Cop City Protestors Face RICO Charges, 61 Indicted

As expected, residents opposing the construction of a new Atlanta Police and Fire Department training facility, better known as Cop City are working vigorously to block funding for the project and kill the development altogether.
 

But while they are have been hard at work, zealously fighting to stop Cop City, 61 people have been indicted on racketeering, aka RICO, charges following a state investigation into protests against the project.

Republican Attorney General Chris Carr, who referred to the defendants as “militant activists,” may have over reached though with RICO charges, which is apparently gaining momentum in the state, as Fulton County prosecutor Fani Willis leveled RICO charges against former President Donald Trump and his 18 co-defendants. She also charged several suspected members of YSL with similar charges.

Opponents fear the training center will lead to greater militarization of the police, and that its construction in an urban forest will exacerbate environmental damage in a poor, majority-Black area.

Among the defendants in violent  more than three dozen people already facing domestic terrorism charges in connection to violent protests; three leaders of a bail fund previously accused of money laundering; and three activists previously charged with felony intimidation after authorities said they distributed flyers calling a state trooper a “murderer” for his involvement in the fatal shooting of a protester.

 

“The 61 defendants together have conspired to prevent the construction of the Atlanta Public Safety Training Center by conducting, coordinating and organizing acts of violence, intimidation and property destruction,” Carr said during a news conference Tuesday.

In linking the defendants to the alleged conspiracy, prosecutors have made a huge series of allegations.

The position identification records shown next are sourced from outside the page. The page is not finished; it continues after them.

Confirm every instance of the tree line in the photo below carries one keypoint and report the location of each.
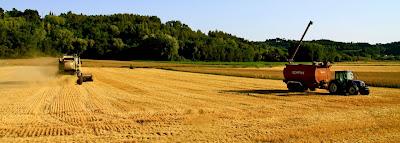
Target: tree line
(136, 37)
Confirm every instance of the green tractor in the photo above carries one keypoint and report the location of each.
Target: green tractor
(344, 83)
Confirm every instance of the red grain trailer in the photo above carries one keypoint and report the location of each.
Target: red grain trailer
(303, 77)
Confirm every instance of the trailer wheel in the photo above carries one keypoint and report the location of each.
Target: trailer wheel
(333, 87)
(364, 92)
(353, 90)
(80, 80)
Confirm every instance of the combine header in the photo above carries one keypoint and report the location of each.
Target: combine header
(299, 77)
(72, 65)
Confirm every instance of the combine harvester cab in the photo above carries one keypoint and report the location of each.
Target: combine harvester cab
(72, 65)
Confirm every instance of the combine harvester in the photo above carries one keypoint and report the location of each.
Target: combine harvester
(72, 65)
(299, 77)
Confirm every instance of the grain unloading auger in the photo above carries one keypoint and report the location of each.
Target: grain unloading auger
(299, 77)
(72, 65)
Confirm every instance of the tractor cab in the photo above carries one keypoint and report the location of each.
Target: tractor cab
(344, 76)
(344, 82)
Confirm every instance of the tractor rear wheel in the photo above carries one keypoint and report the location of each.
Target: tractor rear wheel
(80, 80)
(333, 87)
(353, 89)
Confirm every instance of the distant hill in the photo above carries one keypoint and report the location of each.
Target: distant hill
(136, 37)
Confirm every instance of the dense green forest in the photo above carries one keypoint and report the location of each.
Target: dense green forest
(136, 37)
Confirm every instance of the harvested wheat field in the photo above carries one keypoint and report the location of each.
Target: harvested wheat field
(153, 105)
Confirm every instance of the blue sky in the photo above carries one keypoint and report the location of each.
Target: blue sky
(373, 21)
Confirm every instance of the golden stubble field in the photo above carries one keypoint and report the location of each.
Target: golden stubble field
(153, 105)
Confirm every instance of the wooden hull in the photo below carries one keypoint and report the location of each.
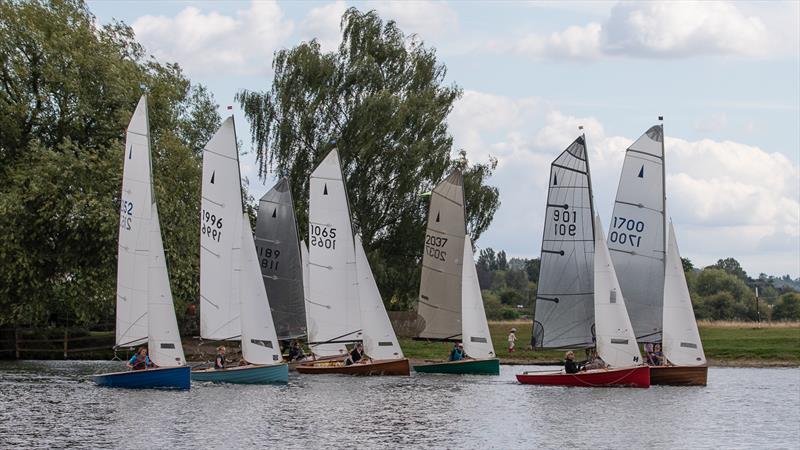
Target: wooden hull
(463, 367)
(159, 378)
(250, 374)
(624, 377)
(679, 375)
(378, 367)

Those include everything from possessing fire accelerant and throwing Molotov cocktails at police officers, to being reimbursed for glue and food for activists who spent months camping in the woods near the construction site.

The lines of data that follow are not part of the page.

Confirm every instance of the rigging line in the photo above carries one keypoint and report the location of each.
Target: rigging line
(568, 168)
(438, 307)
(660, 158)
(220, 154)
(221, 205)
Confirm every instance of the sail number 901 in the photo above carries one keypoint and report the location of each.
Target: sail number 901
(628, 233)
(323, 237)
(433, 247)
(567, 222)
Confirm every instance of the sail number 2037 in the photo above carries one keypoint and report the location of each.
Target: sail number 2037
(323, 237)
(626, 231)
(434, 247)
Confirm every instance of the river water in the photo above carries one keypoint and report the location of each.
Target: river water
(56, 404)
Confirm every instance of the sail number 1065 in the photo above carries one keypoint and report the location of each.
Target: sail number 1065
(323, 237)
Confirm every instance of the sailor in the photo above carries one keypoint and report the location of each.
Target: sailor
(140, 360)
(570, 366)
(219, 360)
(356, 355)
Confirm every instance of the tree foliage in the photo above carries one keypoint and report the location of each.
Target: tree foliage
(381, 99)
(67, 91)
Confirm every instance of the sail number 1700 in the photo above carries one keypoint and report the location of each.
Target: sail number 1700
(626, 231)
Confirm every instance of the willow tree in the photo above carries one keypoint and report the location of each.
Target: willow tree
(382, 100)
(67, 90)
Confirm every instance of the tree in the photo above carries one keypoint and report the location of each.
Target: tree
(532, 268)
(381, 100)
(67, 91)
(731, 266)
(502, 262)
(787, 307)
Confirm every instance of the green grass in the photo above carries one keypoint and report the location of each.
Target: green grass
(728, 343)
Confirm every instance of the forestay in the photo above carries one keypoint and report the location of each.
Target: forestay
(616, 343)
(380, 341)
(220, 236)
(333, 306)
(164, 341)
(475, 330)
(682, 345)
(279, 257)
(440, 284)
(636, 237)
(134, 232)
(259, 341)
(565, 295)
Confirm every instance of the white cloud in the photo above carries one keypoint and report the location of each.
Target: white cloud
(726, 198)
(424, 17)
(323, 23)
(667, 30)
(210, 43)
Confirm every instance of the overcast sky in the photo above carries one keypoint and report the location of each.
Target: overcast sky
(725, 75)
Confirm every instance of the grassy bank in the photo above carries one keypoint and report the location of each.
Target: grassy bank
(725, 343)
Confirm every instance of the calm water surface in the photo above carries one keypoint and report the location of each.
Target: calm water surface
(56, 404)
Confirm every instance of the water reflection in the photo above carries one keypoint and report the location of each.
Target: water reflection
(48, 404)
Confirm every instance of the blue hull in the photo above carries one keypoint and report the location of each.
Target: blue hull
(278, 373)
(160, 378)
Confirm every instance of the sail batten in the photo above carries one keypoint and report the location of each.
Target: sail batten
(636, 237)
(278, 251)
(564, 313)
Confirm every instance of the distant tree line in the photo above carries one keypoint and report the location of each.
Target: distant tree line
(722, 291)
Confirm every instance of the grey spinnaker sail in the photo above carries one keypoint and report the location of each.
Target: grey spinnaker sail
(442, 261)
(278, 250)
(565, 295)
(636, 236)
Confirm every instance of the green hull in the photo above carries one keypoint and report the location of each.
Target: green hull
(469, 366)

Opponents of the planned police training center are concerned that it will facilitate police militarization and that its location is a threat to the environment and disadvantaged Black people in nearby communities.

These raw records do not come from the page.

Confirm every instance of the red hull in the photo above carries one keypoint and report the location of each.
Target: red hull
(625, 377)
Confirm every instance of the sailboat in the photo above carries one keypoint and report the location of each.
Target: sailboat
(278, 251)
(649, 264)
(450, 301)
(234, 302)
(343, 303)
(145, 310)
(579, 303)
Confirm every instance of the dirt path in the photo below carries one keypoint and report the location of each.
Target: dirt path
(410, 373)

The proposed building site is also the site where a young protestor was shot and killed by a Georgia State Trooper. Manuel Esteban Paez Terán, also known as Tortuguita, was a Venezuelan environmental activist and eco-anarchist who was shot and killed by a Georgia State Patrol trooper after an officer was wounded in the leg during a raid of the Stop Cop City encampment on January 18, 2023. However on April 20, 2023 a Dekalb County medical examiner revealed that Teran was shot 57 times  with wounds in his head, torso, hands and legs.  

Opponents, of the project are also actively involved in getting the project on the ballot and force a voter referendum on stopping the project. Litigants in the case claim that Atlanta City Clerk Vanessa Waldron is thwarting their efforts to take the issue to the people by getting the petition going against the highly controversial project. 
 
In early June, after a nearly 14½ hour long session against a backdrop of hundreds of protestors, Atlanta City Council members voted 11 to 4 to fund the highly controversial Cop City in Atlanta. Opponents of the training facility say they are concerned that the state of the art police training facility will militarize police and result in more police brutality and police slayings of Black and Brown residents. 
 
Other detractors of the project say the true costs of the training facility will likely double, in terms of construction costs and human tragedy. Hundreds of Atlanta residents gathered at Atlanta City Hall to speak against legislation that would authorize an additional $33.5 million in public funding, bringing total funding to $90 million for the proposed Atlanta Police Department training compound which will be built in unincorporated Dekalb County. The project has reportedly exceeded its original budget due to loss of private funders and increased expenses related to the widespread public opposition to the project. 
 
Cop City developers expect to break ground possibly as early as August of this year.